INS is recognized as a multifaceted center involved in the processing and modulation of pain (Starr et al., 2009). The shock-evoked insular response found in the analysis combining the pain and fear face conditions (vs neutral) was used as an ROI seed (XYZ = −35, 0, 6, see Table 3). A PPI was then conducted to investigate the INS functional connectivity in response to noxious shocks following the observation of pain and fear vs neutral, and pain vs fear. When pain and fear were taken together vs neutral, the PPI analysis revealed stronger co-activation in the pre-central gyrus, cerebellum, STG, SMG and MTG intracalcarine cortex and lateral occipital cortex (Table S1). The pain alone vs neutral contrast resulted in stronger co-activation in the pre-central, right thalamus, bilateral medial orbitofrontal, left ACC, right INS and right pre-central (Table S2).

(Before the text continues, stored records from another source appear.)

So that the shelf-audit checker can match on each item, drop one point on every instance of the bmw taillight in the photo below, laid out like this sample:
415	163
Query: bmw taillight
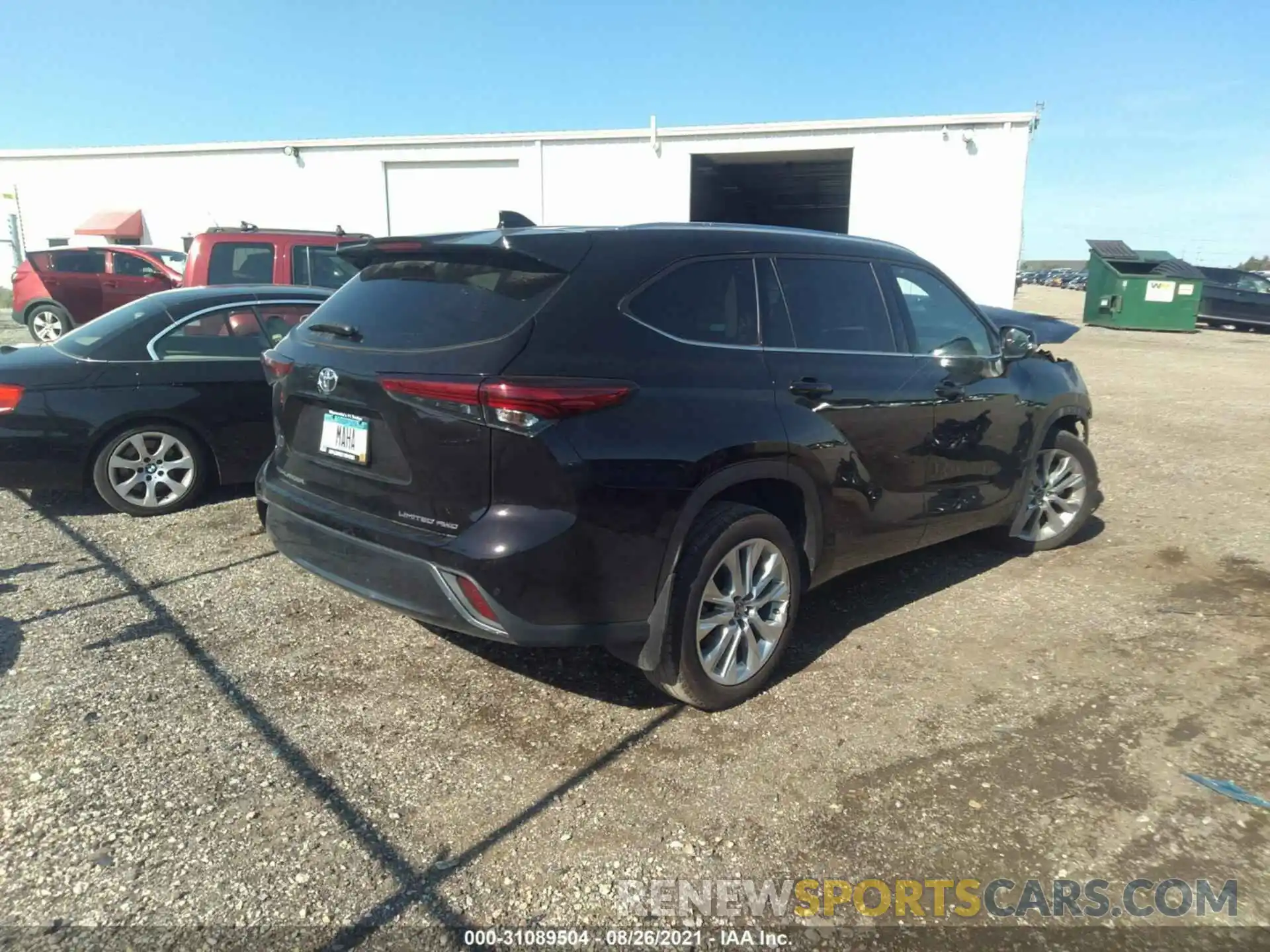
11	395
521	405
276	367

The fear alone vs neutral contrast showed activation in the right SPL, right cerebellum IV and V, right lingual gyrus and vermis IV and V (Table S3). Pain vs fear contrast revealed stronger co-activation to pain in the left anterior MCC (Figure 7-red; Table 5A). The reverse (fear vs pain) resulted in activation in cerebellum lobule I–IV, vermis IV–V, right thalamus, right temporal fusiform gyrus, temporal occipital cortex, MTG and bilateral lingual gyrus (Figure 7 blue; Table 5B).

Fig. 7.

Fig. 7.

PPI analysis. The seed was the left INS. Contrasts show activation correlated with the activation of the insula moderated by the type of facial expressions that preceded the shock (Pain > Fear is red and Fear > Pain is Blue). The color bar indicates Z-Score. The activation map was cluster-corrected for multiple comparisons using GRF (P < 0.05). Peak coordinates are reported in Table 5.

Table 5.

Brain activation result of PPI analysis with the seed in the left insula

Z-value X Y Z Anatomical label
A)Pain vs Fear
3.83 −2 8 32 Mid ACC
B)Fear vs Pain
5.24 42 −84 12 Right temporal occipital
4.18 −10 −42 −20 Left cerebellum I–IV
4.06 32 −28 −26 Right fusiform
4.33 23 −40 −12 Right lingual gyrus
3.84 10 −22 2 Right thalamus
3.61 −2 −54 −10 Vermis IV–V

Discussion

In this study, we showed that observation of pain and fear facial expressions facilitated spinal processing of nociceptive signals, measured by the NFR, and increased pain ratings following a noxious shock. Pain ratings following the observation of a fear expression were also significantly higher than ratings following the observation of a pain expression. Contrasting the effect of pain observation with fear observation (with or without shocks) did not result in stronger activation in areas that are part of the commonly known pain network. These results provide support for the motivational priming account (Lang, 1995) as they suggest that the facilitation of responses to pain is not specific to the observation of pain. The observation of pain or fear expressions can result in the activation of a network in the observer’s brain that leads to elevated pain perception. However, the PPI analysis suggests some differential changes in connectivity, which may reflect the activation of distinct pain modulatory pathways following the observation of pain and fear faces.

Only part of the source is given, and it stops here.